Total Peace first gave the recording physical form in November 2022 as fifty bright-yellow high-bias cassettes with photocopied inserts on pale-yellow stock. Alec LoCurzio created the cover art and Mike McAllister handled the interior artwork, extending the nuclear-war atmosphere into a small handmade object. Not For The Weak and Suicide of a Species later brought it to seven-inch vinyl in 2023, confirming that this brief local detonation had travelled well beyond Phoenix.
The desert setting matters without needing to become mythology.
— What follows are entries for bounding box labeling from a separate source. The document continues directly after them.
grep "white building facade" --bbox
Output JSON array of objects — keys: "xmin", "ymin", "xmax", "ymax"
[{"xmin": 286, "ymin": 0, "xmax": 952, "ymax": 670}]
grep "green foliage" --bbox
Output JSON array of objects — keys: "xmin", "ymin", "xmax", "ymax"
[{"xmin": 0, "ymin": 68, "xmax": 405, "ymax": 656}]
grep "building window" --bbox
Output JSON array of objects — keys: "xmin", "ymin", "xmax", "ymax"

Heat, military infrastructure, urban expansion and enormous open distance give the phrase “Can you see the future?” another scale in Arizona. Yellowcake sounds sun-blasted rather than frozen, taking a musical language associated with Sweden, Finland and Japan and forcing it through the Sonoran environment. The result belongs to an international raw-punk tradition while retaining the pressure of its own location.
What makes this debut exceptional is not simply speed, distortion or historical fluency. Yellowcake understands that the future is most frightening when its violence is already procedural. Uranium is processed, shells are manufactured, mania is weaponized and power becomes incapable of sensation. The band converts that system into seven disciplined explosions whose noise never conceals the human coordination producing it. The answer is not prophecy. It is the machinery already running around us.